The data output from a function has a specific form. Pig likes it if you specify the schema of the data because then it knows what it can do with that data. That’s what the output_schema
decorator is for. There are a bunch of different ways to specify a schema, we’ll get to that in a little bit.
Now if that were saved in a file called “my_udfs.py” you would be able to make use of it in a PigLatin script like so:
-- first register it to make it available
REGISTER 'myudf.py' using jython as my_special_udfs
users = LOAD 'user_data' AS (name: chararray);
hello_users = FOREACH users GENERATE name, my_special_udfs.hi_world();
Specifying the UDF output schema
Now a UDF has input and output. This little section is all about the outputs. Here we’ll go over the different ways you can specify the output format of a Python UDF through use of the outputSchema
decorator. We have a few options, here they are:
# our original udf
# it returns a single chararray (that's PigLatin for String)
@outputSchema('word:chararray')
def hi_world():
return "hello world"
# this one returns a Python tuple. Pig recognises the first element
# of the tuple as a chararray like before, and the next one as a
# long (a kind of integer)
@outputSchema("word:chararray,number:long")
def hi_everyone():
return "hi there", 15
#we can use outputSchema to define nested schemas too, here is a bag of tuples
@outputSchema('some_bag:bag{t:(field_1:chararray, field_2:int)}')
def bag_udf():
return [
('hi',1000),
('there',2000),
('bill',0)
]
#and here is a map
@outputSchema('something_nice:map[]')
def my_map_maker():
return {"a":"b", "c":"d", "e","f"}
So outputSchema
can be used to imply that a function outputs one or a combination of basic types. Those types are:
- chararray: like a string
- bytearray: a bunch of bytes in a row. Like a string but not as human friendly
- long: long integer
- int: normal integer
- double: floating point number
- datetime
- boolean
If no schema is specified then Pig assumes that the UDF outputs a bytearray.
UDF arguments
Not only does a UDF have outputs but inputs as well! This sentence should be filed under ‘dah’. I reserved it for a separate section so as not to clutter the discussion on output schemas. This part is fairly straight-forward so I’m just going to breeze through it…
First some UDFs:
def deal_with_a_string(s1):
return s1 + " for the win!"
def deal_with_two_strings(s1,s2):
return s1 + "" + s2
def square_a_number(i):
return i*i
def now_for_a_bag(lBag):
lOut = []
for i,l in enumerate(lBag):
lNew = [i,] + l
lOut.append(lNew)
return lOut
And here we make use of those UDFs in a PigLatin script:
REGISTER 'myudf.py' using jython as myudfs
users = LOAD 'user_data' AS (firstname: chararray, lastname:chararray,some_integer:int);
winning_users = FOREACH users GENERATE myudfs.deal_with_a_string(firstname);
full_names = FOREACH users GENERATE myudfs.deal_with_two_strings(firstname,lastname);
squared_integers = FOREACH users GENERATE myudfs.square_a_number(some_integer);
users_by_number = GROUP users by some_integer;
indexed_users_by_number = FOREACH users_by_number GENERATE group,myudfs.now_for_a_bag(users);
Beyond Standard Python UDFs
There are a couple of gotchas to using Python in the form of a UDF. Firstly, even though we are writing our UDFs in Python, Pig executes them in Jython. Jython is an implementation of Python that runs on the Java Virtual Machine (JVM). Most of the time this is not an issue as Jython strives to implement all of the same features of CPython but there are some libraries that it doesn’t allow. For example you can’t use numpy
from Jython.
Besides that, Pig doesn’t really allow for Python Filter UDFs. You can only do stuff like this:
user_messages = LOAD 'user_twits' AS (name:chararray, message:chararray);
--add a field that says whether it is naughty (1) or not (0)

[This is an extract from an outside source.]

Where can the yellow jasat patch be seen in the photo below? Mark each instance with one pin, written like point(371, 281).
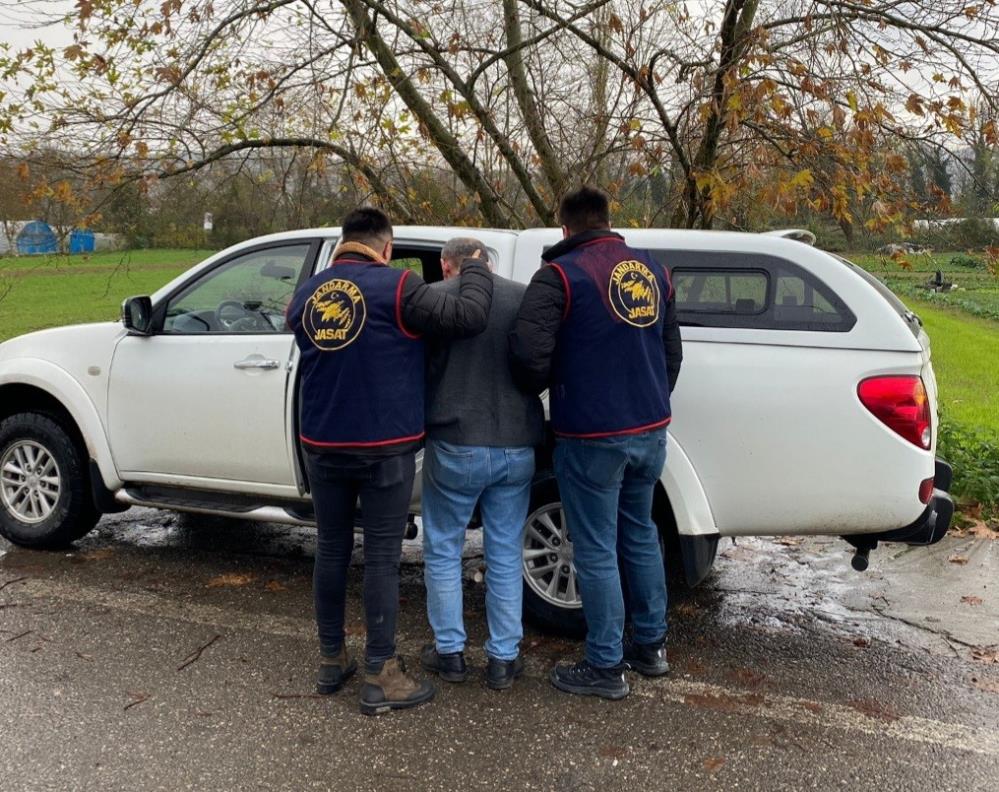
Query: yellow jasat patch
point(335, 314)
point(634, 293)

messages_with_rudeness = FOREACH user_messages GENERATE name,message,contains_naughty_words(message) as naughty;
--then filter by the naughty field
filtered_messages = FILTER messages_with_rudeness by (naughty==1);
-- and finally strip away the naughty field
rude_messages = FOREACH filtered_messages GENERATE name,message;
Python Streaming UDFs
Pig allows you to hook into the Hadoop Streaming API, this allows us to get around the Jython issue when we need to. If you haven’t heard of Hadoop Streaming before, here is the low down: Hadoop allows you to write mappers and reducers in any language that gives you access to stdin and stdout. So that’s pretty much any language you want. Like Python 3 or even Cow. Since this is a Python tutorial the examples that follow will all be in Python but you can plug in whatever you want.
Here’s a simple Python streaming script, lets call it simple_stream.py
:
#! /usr/bin/env python
import sys
import string
for line in sys.stdin:
if len(line) == 0: continue
l = line.split() #split the line by whitespace
for i,s in enumerate(l):
print "{key}\t{value}\n".format(key=i,value=s) # give out a key value pair for each word in the line
The aim is to get Hadoop to run the script on each node. That means that the hash bang line (#!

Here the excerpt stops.